寄生虫の標本がたくさん展示されていますが写真の掲載はやめておきます。苦手な方もいると思うのでね。大丈夫な方はぜひ訪問して実物を御覧ください。見ごたえがあるし勉強になります。

寄生され肝臓が肥大したネズミの標本は結構ショッキングでしたが、寄生虫の恐ろしさを実感できるいい展示だと思いました。標本のほか、パネルによる解説もあります。

多包条虫の解説パネル

先人たちの努力や衛生環境の改善によって、日本では寄生虫の被害が激減しました。そのため現代日本人は寄生虫をあまり意識せず生活できています。

ぎょう虫の感染者も減り、学校でのぎょう虫検査は廃止されました。

ぎょう虫検査シート

ただ世界的に見ればまだまだ寄生虫の被害が出ています。日本でも致死性の寄生虫であるエキノコックスの脅威はなくなっていません。

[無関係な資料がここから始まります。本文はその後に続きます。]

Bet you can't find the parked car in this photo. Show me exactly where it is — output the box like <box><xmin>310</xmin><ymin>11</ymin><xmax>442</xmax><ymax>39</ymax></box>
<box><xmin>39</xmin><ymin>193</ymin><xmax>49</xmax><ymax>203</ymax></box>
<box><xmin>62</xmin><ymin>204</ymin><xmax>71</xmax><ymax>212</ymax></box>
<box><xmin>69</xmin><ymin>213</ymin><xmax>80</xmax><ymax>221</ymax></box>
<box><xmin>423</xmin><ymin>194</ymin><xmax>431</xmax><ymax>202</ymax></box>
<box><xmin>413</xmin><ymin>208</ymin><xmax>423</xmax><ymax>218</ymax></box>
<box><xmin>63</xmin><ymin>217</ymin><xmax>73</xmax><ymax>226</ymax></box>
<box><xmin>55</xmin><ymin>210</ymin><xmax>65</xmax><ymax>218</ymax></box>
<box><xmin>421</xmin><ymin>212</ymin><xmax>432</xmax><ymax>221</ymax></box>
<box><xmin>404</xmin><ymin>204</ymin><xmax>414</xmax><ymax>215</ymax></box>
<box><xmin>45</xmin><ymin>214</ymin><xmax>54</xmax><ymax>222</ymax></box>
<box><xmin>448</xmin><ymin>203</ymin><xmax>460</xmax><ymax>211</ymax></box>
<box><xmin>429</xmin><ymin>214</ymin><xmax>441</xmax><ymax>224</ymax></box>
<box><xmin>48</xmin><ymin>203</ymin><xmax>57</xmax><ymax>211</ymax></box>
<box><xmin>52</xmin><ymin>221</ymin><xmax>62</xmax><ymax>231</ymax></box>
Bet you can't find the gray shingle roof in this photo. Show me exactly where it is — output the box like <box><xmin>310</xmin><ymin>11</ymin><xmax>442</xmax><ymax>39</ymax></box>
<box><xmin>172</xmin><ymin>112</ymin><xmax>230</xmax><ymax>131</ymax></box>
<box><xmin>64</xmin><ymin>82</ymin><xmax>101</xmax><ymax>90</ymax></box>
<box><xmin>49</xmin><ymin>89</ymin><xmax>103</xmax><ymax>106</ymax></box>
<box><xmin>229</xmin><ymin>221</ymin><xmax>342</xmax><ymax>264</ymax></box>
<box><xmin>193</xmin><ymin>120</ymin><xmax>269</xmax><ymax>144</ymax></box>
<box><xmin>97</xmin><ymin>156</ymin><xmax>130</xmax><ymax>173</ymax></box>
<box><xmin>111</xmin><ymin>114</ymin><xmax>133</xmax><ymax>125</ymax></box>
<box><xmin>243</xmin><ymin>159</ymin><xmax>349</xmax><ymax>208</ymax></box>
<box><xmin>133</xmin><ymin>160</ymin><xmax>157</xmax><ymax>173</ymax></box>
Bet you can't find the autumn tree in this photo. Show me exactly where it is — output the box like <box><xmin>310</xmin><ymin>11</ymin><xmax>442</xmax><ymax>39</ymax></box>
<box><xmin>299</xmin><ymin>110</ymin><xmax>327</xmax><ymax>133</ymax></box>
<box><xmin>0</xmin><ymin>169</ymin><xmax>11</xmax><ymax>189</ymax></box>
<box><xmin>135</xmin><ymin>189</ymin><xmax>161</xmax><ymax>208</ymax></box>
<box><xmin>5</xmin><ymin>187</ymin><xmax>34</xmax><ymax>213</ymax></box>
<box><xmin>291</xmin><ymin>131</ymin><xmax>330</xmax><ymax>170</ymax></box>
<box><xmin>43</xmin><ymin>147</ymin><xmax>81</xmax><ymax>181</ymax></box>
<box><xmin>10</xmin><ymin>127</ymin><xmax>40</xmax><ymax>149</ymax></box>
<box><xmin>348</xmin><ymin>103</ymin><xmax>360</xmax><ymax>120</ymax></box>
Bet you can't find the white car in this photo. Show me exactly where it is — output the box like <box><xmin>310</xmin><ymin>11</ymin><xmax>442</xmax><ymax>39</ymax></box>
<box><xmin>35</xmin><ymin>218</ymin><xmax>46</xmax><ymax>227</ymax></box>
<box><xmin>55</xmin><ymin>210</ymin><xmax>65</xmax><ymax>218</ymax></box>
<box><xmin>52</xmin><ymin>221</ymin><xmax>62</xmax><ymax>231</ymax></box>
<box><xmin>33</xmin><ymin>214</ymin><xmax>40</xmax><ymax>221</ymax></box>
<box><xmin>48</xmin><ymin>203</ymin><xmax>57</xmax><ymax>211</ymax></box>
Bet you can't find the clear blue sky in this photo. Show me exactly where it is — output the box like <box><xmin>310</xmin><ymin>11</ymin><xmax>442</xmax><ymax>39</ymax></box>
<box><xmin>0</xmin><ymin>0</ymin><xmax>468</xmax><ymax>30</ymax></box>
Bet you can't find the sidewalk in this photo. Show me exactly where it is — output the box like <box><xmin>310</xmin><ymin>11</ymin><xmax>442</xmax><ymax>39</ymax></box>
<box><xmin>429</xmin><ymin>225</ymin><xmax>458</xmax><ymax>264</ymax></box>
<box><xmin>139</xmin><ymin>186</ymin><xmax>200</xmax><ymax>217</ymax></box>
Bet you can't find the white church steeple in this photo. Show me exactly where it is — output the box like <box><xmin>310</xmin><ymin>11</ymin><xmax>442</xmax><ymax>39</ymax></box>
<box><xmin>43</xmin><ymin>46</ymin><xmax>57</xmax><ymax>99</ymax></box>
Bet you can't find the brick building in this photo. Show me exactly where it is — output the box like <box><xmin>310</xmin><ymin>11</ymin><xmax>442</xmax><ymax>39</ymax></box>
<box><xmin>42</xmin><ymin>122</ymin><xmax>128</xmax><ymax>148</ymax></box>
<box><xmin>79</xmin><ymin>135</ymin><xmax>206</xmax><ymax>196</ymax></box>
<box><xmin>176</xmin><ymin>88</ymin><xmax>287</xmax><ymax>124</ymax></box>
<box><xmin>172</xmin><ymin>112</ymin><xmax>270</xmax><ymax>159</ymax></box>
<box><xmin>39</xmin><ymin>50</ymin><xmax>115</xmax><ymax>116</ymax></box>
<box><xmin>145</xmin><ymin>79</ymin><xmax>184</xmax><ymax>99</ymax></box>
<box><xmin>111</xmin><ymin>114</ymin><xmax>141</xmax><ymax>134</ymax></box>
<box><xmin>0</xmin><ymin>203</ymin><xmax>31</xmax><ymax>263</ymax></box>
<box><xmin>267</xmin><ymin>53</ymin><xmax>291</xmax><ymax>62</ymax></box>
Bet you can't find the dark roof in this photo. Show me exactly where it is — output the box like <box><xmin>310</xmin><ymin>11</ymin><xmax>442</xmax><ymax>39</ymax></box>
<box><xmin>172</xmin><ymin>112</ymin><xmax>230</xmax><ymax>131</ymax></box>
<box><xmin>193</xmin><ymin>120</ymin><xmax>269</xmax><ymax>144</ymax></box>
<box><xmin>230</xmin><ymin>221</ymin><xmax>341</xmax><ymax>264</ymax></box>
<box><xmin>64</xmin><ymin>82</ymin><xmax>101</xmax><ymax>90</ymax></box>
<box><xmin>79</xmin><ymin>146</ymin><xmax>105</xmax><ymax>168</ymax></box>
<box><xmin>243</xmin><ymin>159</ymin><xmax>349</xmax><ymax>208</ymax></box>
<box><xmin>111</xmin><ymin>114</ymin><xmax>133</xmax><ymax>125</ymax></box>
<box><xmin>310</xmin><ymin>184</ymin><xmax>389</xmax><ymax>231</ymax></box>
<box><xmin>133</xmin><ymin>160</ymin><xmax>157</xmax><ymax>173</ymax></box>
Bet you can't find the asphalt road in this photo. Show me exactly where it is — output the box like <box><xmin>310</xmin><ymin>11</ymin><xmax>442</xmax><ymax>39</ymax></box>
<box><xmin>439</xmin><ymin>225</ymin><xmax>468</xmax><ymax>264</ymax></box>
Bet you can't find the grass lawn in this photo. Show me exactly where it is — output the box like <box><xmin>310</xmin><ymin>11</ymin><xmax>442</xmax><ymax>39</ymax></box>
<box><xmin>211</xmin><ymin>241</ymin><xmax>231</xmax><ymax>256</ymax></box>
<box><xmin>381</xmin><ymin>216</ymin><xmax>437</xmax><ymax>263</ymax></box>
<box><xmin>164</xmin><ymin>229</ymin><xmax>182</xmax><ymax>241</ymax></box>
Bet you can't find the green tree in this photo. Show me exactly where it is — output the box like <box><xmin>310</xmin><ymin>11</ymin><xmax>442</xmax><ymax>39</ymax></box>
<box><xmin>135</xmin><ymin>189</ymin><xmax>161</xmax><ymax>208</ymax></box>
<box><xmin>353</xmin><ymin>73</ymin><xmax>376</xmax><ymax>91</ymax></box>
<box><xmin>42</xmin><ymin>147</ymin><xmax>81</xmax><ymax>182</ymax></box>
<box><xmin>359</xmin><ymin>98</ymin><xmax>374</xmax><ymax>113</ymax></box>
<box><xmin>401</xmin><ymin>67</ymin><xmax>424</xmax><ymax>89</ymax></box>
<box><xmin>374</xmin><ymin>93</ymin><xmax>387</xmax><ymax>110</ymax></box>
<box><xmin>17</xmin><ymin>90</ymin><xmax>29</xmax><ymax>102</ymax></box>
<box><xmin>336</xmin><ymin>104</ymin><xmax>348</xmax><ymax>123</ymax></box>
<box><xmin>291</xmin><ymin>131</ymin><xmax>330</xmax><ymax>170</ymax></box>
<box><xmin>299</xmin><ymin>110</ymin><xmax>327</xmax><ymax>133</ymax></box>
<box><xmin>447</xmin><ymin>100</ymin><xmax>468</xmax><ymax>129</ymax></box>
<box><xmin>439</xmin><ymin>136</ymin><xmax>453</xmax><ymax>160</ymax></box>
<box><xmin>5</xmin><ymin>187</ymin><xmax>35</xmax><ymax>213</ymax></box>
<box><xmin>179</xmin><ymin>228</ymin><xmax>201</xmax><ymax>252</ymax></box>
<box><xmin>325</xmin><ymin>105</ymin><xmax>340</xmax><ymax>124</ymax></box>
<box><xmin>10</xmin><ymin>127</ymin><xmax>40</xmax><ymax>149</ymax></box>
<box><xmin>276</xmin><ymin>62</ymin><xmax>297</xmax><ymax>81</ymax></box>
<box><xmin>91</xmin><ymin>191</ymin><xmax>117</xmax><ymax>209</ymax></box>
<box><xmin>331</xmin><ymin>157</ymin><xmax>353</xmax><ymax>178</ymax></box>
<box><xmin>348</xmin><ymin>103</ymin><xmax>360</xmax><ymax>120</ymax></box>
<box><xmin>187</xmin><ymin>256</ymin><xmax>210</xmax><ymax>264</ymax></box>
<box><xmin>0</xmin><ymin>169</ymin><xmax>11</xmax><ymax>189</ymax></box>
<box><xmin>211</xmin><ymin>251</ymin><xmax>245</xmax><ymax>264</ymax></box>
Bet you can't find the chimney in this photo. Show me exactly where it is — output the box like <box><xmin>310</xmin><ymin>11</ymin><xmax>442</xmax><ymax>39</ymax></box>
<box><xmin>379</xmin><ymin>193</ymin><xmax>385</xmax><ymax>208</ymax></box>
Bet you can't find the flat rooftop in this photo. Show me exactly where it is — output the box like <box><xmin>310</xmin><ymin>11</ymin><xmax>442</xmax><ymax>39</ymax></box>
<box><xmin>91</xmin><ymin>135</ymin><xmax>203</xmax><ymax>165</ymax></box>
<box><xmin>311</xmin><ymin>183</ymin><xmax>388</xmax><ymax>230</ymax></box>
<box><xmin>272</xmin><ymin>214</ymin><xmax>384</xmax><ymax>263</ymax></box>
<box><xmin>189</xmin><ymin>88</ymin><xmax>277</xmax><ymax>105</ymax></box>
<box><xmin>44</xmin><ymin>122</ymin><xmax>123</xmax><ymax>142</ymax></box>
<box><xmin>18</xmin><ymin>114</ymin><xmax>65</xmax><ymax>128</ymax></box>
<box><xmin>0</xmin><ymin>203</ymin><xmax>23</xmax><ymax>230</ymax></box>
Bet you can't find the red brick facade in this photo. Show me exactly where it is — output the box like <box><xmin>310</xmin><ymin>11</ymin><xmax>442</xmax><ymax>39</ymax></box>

北海道のみだったエキノコックスが本州に定着したのは個人的にとても怖いです。

エキノコックス症の解説展示

エキノコックスには薬があまり効かず外科手術でしか根治できません。放置すると死に至ります。早期発見して病巣を切除するのが基本。

以前、愛知県の知多半島に定着したというニュースが出た時はSNS上で大きな話題になり、軽くパニックが起こっていました。ただし、危険な寄生虫ではあるものの予防は可能です。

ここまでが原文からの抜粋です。